(Reuters) - Moody’s Investors Service on Thursday said the health-care reforms in the federal Affordable Care Act remain a credit negative for not-for-profit U.S. hospitals despite the positive effects of expanding insurance coverage for uninsured patients.
The U.S. Supreme Court upheld President Barack Obama’s healthcare law on Thursday. The decision marked an election-year triumph for Obama and fellow Democrats and a stinging setback for Republican opponents of the most sweeping overhaul of the U.S. healthcare system in about a half century.
Moody’s said this “should result in a material reduction in uncompensated care provided by not-for-profit hospitals.”
However, over the next 10 years, the federal government will cut reimbursements to hospitals by more than $150 billion. A $14 billion cut is planned for one kind of aid for Medicaid, the health plan for the poor, elderly and disabled.
This pressure on reimbursements, which is heightened by the federal deficit, will not offset the benefits for the hospitals who start getting paid to treat patients who now lack insurance, Moody’s said.
Both Standard & Poor’s Ratings Services and Fitch Ratings analyzed the new law’s impact differently. Fitch said it likely would benefit hospitals that now treat high numbers of uninsured patients.
S&P focused on a different aspect of the top court’s decision, which found that Congress went too far in part of the law that requires states to expand the government’s Medicaid program to many uninsured people.

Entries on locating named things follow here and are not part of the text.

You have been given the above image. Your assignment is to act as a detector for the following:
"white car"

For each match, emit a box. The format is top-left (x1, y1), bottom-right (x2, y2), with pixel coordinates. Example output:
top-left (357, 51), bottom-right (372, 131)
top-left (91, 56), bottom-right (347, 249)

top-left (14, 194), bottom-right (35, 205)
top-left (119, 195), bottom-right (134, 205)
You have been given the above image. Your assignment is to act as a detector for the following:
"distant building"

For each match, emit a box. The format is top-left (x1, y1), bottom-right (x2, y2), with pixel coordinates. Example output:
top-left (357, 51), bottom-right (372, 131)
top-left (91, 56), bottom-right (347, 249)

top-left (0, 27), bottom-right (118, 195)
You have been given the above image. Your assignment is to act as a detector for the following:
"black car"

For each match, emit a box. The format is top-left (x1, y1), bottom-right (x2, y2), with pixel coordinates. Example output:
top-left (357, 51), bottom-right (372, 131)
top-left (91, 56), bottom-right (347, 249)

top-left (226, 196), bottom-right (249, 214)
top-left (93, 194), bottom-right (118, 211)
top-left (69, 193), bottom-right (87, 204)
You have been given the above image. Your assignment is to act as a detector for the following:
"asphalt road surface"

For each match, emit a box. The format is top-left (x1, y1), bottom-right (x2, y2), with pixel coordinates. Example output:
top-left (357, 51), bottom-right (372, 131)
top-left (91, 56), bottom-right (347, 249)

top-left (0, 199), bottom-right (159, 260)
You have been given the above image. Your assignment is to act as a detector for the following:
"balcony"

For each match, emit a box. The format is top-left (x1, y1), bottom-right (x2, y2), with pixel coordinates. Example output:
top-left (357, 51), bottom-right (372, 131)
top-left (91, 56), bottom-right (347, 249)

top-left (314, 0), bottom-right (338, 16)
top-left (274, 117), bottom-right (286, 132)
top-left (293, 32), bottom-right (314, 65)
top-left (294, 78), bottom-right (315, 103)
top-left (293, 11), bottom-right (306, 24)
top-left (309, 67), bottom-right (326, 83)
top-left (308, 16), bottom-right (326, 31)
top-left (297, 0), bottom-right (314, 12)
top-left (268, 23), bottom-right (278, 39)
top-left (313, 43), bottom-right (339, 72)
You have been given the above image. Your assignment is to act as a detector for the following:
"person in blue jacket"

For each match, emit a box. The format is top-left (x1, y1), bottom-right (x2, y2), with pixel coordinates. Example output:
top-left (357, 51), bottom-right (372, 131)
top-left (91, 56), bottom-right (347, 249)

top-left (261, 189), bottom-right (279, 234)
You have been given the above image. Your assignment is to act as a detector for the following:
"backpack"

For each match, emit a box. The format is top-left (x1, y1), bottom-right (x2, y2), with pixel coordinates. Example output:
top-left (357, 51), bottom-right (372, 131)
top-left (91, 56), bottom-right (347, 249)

“In our view, there is now a significant open question as to whether any specific state will pursue Medicaid expansion and, in some cases it may come down to a cost-benefit assessment of the fiscal implications,” the credit agency said.
“The court’s decision could lead to greater variability in state Medicaid program and cost structure, which we have regularly incorporated into our analysis,” it added.
Bob Kirby, a Fitch director, said there will be no change in its ratings on healthcare issuers — for-profit hospitals, not-for-profit hospitals, pharmaceutical companies, drug distributors, and device manufacturers - because they “already incorporate an expectation of full implementation of the Affordable Care Act.”
However, the new law is expected to face continued challenges, and its future could hinge on which party comes out on top in the presidential and congressional elections.
“Focus now shifts to the outcome of the November 2012 elections, and we expect the Affordable Care Act will continue to face significant legislative challenges,” he said.
Increasing health insurance coverage will raise the number of people who get care, and reduce the costs of caring for those who do not. This should have “positive implications for the healthcare industry’s operating profile,” he said.
But new fees, taxes, discounts, and Medicare reimbursement reductions and reforms will dampen these benefits.
“For most industry participants, it is unclear if the incremental revenue generated from increased utilization and lower levels of uncompensated care will offset the potential compression in margins,” Kirby said.